Thermal buckling solutions of generic metallic and laminated structures: Total and updated Lagrangian formulations via refined beam elements

The thermal buckling behavior of metallic and laminated beams/plates is investigated using a linearized stability analysis. By selecting different reference frames, two distinct types of 3 D stability equations can be generated using total and updated Lagrangian formulations (TLF and ULF). Various beam theory kinematics can be obtained within the framework of 1 D Carrera Unified Formulation (CUF) by employing an arbitrary expansion of the generalized variables. More precisely, an improved hierarchical Legendre expansion (IHLE) is used to formulate the Layer-Wise (LW) model in a robust manner. Additionally, using a finite element approximation in conjunction with CUF-IHLE, the obtained stability equations are discretized into a set of algebraic equations.
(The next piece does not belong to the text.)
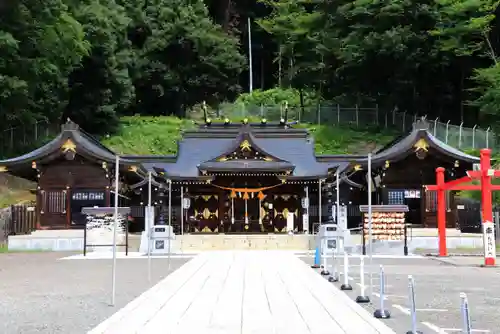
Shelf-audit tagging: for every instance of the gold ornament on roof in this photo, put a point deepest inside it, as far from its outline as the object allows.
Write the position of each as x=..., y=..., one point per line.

The critical temperatures predicted by TLF- and ULF-based CUF-IHLE models are compared using numerical examples of beams and plates with varying boundary conditions, lamination schemes, and thickness-to-width ratios. Both models are validated for correctness using the commercial software ABAQUS. Besides, the effect of strain distribution during the pre-buckling stage is evaluated in the plate-like structure using one- and two-step analyses.

Automated summary

The thermal buckling behavior of metallic and laminated beams/plates is investigated using a linearized stability analysis. Different types of stability equations are derived by selecting different reference frames and using arbitrary expansion of generalized variables. The validity of these models is confirmed through validation with commercial software and the effect of strain distribution on plate-like structures is evaluated.